La selección mexicana ofreció un espectáculo memorable en su encuentro reciente, un partido que, a pesar de la derrota, dejó huellas imborrables en la memoria colectiva. El encuentro se disputó el 6 de julio de 2026 y tuvo lugar en el emblemático Estadio Azteca, donde el fervor de los aficionados fue palpable. Con una clara dominación en el terreno de juego, el Tri registró 18 disparos a puerta frente a solo seis de su rival, Inglaterra. Sin embargo, el marcador no reflejó este dominio, con México cayendo ante dos contragolpes que evidenciaron la fragilidad de su defensa.
La noche estuvo llena de contrastes. Aunque la defensa mexicana había hecho un gran trabajo, un par de fallas en momentos críticos le costaron caro, permitiendo a Inglaterra anotar en situaciones que parecían de entrenamiento. El ímpetu de la selección se hizo notar particularmente en el juego de recuperación, donde Lira brilló, y golearon a las grandes figuras como Quiñones y Jiménez, quienes mostraron su capacidad anotadora. No obstante, para lograr un resultado positivo, el equipo requerido más que esfuerzos individuales, una mejor coordinación y creatividad en el juego.
Cuando Inglaterra se quedó con diez jugadores, la oportunidad del empate parecía posible. Sin embargo, el dominio que ejerció México resultó en un claro vacío, ya que la falta de dos de sus jugadores clave llevó a un juego menos dinámico. En lugar de aprovechar la superioridad numérica, los intentos se limitaron a centros imprecisos, que poco hicieron para vulnerar una defensa inglesa sólida.

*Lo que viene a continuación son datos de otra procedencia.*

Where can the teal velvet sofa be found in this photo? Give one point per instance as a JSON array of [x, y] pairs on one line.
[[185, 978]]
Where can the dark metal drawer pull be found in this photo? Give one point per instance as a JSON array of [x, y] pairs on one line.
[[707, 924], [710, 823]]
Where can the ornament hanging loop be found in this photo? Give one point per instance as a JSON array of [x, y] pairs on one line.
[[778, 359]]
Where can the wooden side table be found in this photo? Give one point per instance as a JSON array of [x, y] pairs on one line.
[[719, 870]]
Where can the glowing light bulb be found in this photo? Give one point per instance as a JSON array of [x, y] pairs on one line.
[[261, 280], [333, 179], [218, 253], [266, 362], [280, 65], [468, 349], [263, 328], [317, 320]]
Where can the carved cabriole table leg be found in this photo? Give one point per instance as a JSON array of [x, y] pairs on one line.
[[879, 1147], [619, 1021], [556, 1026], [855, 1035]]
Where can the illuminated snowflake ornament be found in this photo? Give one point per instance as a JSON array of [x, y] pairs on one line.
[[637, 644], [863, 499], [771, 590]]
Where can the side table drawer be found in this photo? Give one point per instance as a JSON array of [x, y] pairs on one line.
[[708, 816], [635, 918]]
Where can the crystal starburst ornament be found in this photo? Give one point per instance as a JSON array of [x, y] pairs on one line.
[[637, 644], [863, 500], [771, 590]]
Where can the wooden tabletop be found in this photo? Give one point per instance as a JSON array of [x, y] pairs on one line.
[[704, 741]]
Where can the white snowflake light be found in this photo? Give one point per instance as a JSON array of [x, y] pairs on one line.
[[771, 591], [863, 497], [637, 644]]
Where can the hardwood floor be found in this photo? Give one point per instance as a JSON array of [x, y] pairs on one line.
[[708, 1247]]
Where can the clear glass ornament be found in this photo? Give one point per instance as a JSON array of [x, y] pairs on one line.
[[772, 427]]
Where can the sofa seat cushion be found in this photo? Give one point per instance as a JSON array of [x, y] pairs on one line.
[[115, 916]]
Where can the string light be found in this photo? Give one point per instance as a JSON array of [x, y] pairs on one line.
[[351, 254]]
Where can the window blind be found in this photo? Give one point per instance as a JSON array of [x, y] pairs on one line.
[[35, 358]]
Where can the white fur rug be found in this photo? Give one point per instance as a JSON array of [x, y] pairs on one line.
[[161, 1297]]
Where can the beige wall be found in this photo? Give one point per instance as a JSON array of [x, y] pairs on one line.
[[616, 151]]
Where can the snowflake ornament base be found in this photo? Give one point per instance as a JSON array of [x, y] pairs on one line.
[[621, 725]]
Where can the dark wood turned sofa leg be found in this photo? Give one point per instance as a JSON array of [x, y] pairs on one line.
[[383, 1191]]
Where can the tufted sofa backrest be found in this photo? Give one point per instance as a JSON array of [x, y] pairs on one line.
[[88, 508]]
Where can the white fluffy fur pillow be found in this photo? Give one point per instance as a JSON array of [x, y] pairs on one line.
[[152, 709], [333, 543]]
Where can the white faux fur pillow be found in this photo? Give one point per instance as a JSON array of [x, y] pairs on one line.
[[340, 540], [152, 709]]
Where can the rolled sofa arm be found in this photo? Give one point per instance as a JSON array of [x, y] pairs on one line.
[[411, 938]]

Rangel, el portero del Tri, tuvo una noche anómala; pese a que fue poco exigido, terminó recibiendo tres goles. Esta situación contrastó con la intensidad de la ofensiva que, aunque fue notoria, no se tradujo en efectividad.
Hacia el final de esta aventura, el enfoque volvió a Javier Aguirre, quien, con su estilo motivacional, buscó implementar enseñanzas del libro “The Culture Code” de Daniel Coyle. Este texto explora dinámicas de éxito en diversos grupos, desde equipos deportivos hasta bandas de ladrones, destacando la importancia de admitir debilidades y de un liderazgo que fomenta la colaboración. Agregar herramientas de este tipo al contexto deportivo de México puede sentar bases para un cambio estructural necesario.
Los retos estructurales en el futbol mexicano, como la alta presencia de jugadores extranjeros en la liga y la falta de planes a largo plazo, salieron a relucir una vez más. La eliminación de la selección subraya la competitividad que se ha perdido en el sistema actual. Sin embargo, a pesar de ello, el trabajo de Aguirre debe ser reconocido; su labor permitió que el país soñara con un avance significativo en el torneo, aún cuando no resultaron vencedores.
Mientras el país recupera la aliento tras la decepción del partido, se suma un contexto sociocultural notable. La economía también estuvo presente entre gradas llenas de aficionados dispuestos a pagar precios exorbitantes por un boleto. En un entorno donde la reventa alcanzó cifras de hasta 200 mil pesos, el futbol se ha convertido en un fenómeno donde la “economía del acceso” juega un papel crucial. Pareciera que jamás el deporte había estado tan vinculado a estos aspectos económicos y sociales.
Así, la mezcla de emociones que impactó a millones de espectadores durante el Mundial va más allá de la simple afición. Este evento, a su vez, provocó una notable disminución en la criminalidad en México, revelando que el futbol puede ser un catalizador para la esperanza y la ilusión, aunque también es fundamental enfrentar la realidad que existe tras el sueño deportivo. La eliminación le deja a México la tarea de reflexionar sobre su futuro en el futbol y hacer frente a los cambios que el entorno exige.